When the news came that Queen Elizabeth II had died after 70s of her reign at the age of 96, the outpouring of grief and tributes to her character spread quickly and widely. I do not doubt that this public sentiment was genuine. But there has also been widespread dissent, particularly among the people her monarchy and country colonized for generations, as well as their descendants who live to this day with the inter-generational trauma of violence and oppression. In England itself, quite a few citizens expressed indifference or immediate hostility to either her or King Charles III, her successor and son whose reputation has been spotty for a long time. When London Police began arresting protestors against the monarchy, it brought to mind the news reported over a decade ago of the intense grief among North Koreans over the death of Kim Jong-Il — so intense that its sincerity was called into question by Western commentators.

“That’s not the same,” you could object. “You’re conflating and it’s insulting!” To the extent that North Korean authorities are known to crack down on dissent in much harsher fashion than you might expect from London cops, you might be right. No one in England has “disappeared” or been publicly executed or sentenced to a labor camp for holding up a sign saying “not my king.” But is the response by the London police acceptable in a democracy that purportedly “invented” free speech rights?

Hill said he was “gobsmacked” by what happened next, describing how he was pushed back by security guards. “Then police intervened, grabbed hold of me, handcuffed me, and put me in the back of a police van,” he said. “It was probably no more than five minutes since I’d called out ‘who elected him?’”

Hill said that, once he was in the police van, he repeatedly asked officers what law he was being arrested under. “They didn’t seem to be very sure, which is quite worrying. Surely arbitrary arrest is not something we should have in a democratic society.”

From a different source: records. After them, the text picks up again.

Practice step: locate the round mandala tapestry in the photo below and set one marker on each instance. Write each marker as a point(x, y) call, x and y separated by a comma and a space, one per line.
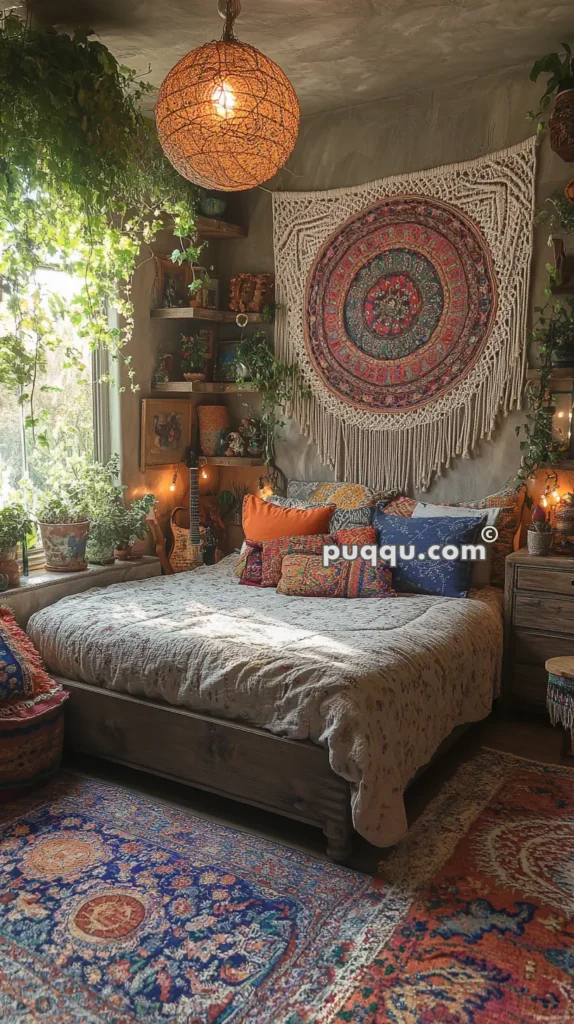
point(399, 304)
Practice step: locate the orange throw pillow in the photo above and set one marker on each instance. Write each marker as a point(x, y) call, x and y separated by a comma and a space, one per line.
point(263, 521)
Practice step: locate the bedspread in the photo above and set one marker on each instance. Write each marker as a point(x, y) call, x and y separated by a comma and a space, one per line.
point(380, 682)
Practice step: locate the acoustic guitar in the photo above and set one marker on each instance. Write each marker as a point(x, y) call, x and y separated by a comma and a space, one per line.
point(193, 545)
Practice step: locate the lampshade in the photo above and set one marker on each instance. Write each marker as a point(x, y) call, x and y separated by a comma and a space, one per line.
point(227, 116)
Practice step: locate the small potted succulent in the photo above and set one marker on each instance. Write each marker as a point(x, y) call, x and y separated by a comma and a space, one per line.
point(130, 524)
point(564, 514)
point(14, 524)
point(193, 355)
point(64, 527)
point(560, 86)
point(539, 534)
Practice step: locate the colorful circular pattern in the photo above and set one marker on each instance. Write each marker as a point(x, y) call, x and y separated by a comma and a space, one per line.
point(399, 304)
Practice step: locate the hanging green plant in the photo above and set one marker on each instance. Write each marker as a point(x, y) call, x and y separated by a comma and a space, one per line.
point(83, 183)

Meanwhile a certain billionaire took time out of his busy day busting unions to single out a Black woman of Nigerian descent for expressing disdain for the Queen’s legacy in her ancestral country, leading to a public rebuke by the university she works for and Twitter to remove her tweet. No, it’s not censorship, but the asymmetry of social power between Jeff Bezos, a major contributor to Carnegie Mellon University, relative to one of the university’s employees is huge. Fortunately, Uju Anya did not lose her job and has received a lot of support from workers, academics, and critics of British imperialism, Amazon abuses of employees, and anyone else with a sense of decency.

Anyway, this is the second time in the last few weeks I found myself drawing a bobby. Weird. But why did I put in Hieronymus Bosch’s famous little bird demon? Well, it’s not a totally faithful rendering: I left out the branch with a ball on the string that sticks out of the bird’s funnel. But the answer is that I have meant to include him as a character in Fetch since the beginning. (Note that another bird demon wearing a funnel hat appears in the beginning of Otherworldly Goods.) Scholars dispute what Bosch’s bird demon with the floppy dog ears means, but in Fetch’s world he is among many demons whom Fetch calls friend.